Devoir de solidarité

Comme pour le climat, le devoir de solidarité résultant de cette interdépendance appelle des objectifs communs, une stratégie multi-acteurs et des responsabilités différenciées. Vingt-deux objectifs sont énumérés dans le futur pacte, marquant, comme l’avis du Conseil d’Etat, la nécessité d’une collecte des données pour éclairer les choix et mieux prendre en compte les effets tout en agissant aussi sur les causes. En ce qui concerne les acteurs, le pacte reconnaît la place centrale des Etats et du dialogue inter-étatique.

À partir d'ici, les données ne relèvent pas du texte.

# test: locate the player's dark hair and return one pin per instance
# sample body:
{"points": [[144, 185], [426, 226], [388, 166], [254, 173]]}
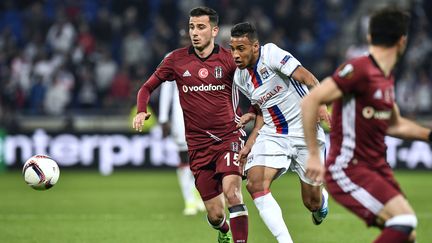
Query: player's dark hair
{"points": [[205, 11], [245, 29], [387, 25]]}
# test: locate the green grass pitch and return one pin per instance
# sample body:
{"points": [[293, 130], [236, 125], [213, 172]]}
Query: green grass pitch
{"points": [[146, 206]]}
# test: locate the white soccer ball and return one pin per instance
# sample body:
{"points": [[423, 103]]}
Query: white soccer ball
{"points": [[41, 172]]}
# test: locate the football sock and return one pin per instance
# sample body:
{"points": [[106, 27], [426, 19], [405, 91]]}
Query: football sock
{"points": [[271, 214], [398, 229], [239, 223], [187, 184], [222, 226], [390, 234]]}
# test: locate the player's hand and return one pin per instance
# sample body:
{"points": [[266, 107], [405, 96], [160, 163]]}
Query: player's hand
{"points": [[242, 155], [324, 115], [314, 169], [245, 119], [139, 119], [166, 129]]}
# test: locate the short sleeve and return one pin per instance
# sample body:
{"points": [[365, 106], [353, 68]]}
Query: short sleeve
{"points": [[281, 60], [240, 83], [348, 77], [165, 70]]}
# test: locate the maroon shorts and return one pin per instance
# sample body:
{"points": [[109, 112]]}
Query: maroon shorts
{"points": [[362, 188], [210, 164]]}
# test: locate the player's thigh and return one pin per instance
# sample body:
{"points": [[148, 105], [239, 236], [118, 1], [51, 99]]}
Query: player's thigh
{"points": [[299, 162], [361, 189], [207, 183], [271, 152], [231, 185], [259, 178]]}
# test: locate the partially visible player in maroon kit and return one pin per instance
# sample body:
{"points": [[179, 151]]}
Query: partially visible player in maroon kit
{"points": [[364, 111], [204, 74]]}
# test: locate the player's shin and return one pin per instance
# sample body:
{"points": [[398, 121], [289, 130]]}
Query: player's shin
{"points": [[398, 229], [271, 214], [239, 223]]}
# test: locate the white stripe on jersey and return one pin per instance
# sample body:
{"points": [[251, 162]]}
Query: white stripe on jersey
{"points": [[347, 153]]}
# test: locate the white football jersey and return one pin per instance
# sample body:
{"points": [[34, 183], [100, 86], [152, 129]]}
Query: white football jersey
{"points": [[270, 86]]}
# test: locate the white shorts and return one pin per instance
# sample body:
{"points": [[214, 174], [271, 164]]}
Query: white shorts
{"points": [[284, 153]]}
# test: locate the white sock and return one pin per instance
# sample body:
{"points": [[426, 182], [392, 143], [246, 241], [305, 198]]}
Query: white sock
{"points": [[271, 214], [187, 184]]}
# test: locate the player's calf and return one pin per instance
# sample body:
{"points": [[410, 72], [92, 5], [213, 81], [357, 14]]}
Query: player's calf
{"points": [[398, 229]]}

Mais il insiste sur les partenariats avec les migrants et les diasporas, et plus largement avec la société civile dans sa diversité : les ONG et syndicats déjà globalisés, ainsi que les citoyens mobilisés au niveau local, spontanément solidaires malgré les risques de poursuites pénales. Ajoutons deux autres

acteurs majeurs que sont les collectivités territoriales infra-étatiques (Etats fédérés et grandes villes) et les scientifiques : comme les climatologues, démographes et anthropologues deviennent lanceurs d’alerte et veilleurs. Et au-delà des « vouloirs » civiques et du croisement entre « savoirs » scientifiques et expériences vécues, les entreprises transnationales, titulaires de « pouvoirs » économiques globaux, commencent à s’engager pour relever un défi qui les intéresse directement. Pourquoi ne pas étendre la responsabilité sociale des entreprises à la régulation des migrations ?

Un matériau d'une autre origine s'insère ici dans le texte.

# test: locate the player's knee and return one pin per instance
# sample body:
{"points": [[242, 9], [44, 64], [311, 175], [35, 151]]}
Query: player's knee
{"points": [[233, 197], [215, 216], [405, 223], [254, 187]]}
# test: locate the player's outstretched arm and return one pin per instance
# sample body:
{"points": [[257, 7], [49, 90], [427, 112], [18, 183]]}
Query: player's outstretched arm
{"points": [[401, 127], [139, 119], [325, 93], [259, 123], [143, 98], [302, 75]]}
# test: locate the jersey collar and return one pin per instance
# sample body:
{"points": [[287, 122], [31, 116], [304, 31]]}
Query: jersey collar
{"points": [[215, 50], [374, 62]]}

Facilitée par l’Organisation internationale pour les migrations, la synergie entre tous ces acteurs finira peut-être par faire bouger les Etats. Il resterait à transposer le principe des « responsabilités communes mais différenciées ». Apparue dans la convention climat de 1992, la formule renvoyait d’abord à la « dette écologique » dont les générations présentes ont hérité des générations antérieures et limitait l’engagement aux pays industrialisés. Le principe est désormais appliqué à tous. Les responsabilités sont « communes » parce que les objectifs sont communs, mais « différenciées » selon le contexte : économique (coût économique« acceptable »), social (lutte contre les exclusions) ou géographique (vulnérabilité de certains pays), voire technologique (dangerosité de certaines sources d’énergie). Pour les migrations, la Déclaration de New York pose le principe d’une coopération internationale entre tous les pays concernés et d’une « responsabilité partagée ». Il faudrait préciser des critères de différenciation, quantitatifs – comme la population, le PIB, le nombre moyen de demandes, le taux de chômage – ou qualitatifs – comme le caractère régulier et/ou massif des migrations.

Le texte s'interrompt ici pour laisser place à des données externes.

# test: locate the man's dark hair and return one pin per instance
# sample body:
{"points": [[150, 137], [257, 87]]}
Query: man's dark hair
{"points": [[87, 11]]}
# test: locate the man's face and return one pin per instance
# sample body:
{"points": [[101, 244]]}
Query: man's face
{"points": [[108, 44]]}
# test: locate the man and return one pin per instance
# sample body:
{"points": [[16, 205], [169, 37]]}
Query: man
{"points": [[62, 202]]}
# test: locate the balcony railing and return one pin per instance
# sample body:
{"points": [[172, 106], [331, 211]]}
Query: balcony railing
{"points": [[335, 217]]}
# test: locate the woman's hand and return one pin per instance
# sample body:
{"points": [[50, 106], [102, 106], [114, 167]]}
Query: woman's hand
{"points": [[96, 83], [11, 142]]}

La force et la faiblesse de ce nouveau modèle de gouvernance mondiale sont qu’il repose essentiellement sur la bonne volonté des acteurs. C’est pourquoi, pour être efficace, il doit être pleinement reconnu en termes de légitimité. La célébration des 70 ans de la Déclaration universelle des droits de l’homme, en décembre, pourrait offrir l’occasion de consacrer l’hospitalité comme principe juridique régulateur des mobilités humaines. A l’image du principe de développement durable qui a permis de pondérer innovation et conservation, le principe d’hospitalité permettrait de pondérer exclusion et intégration, et d’équilibrer ainsi les droits et devoirs respectifs des habitants humains de la Maison commune.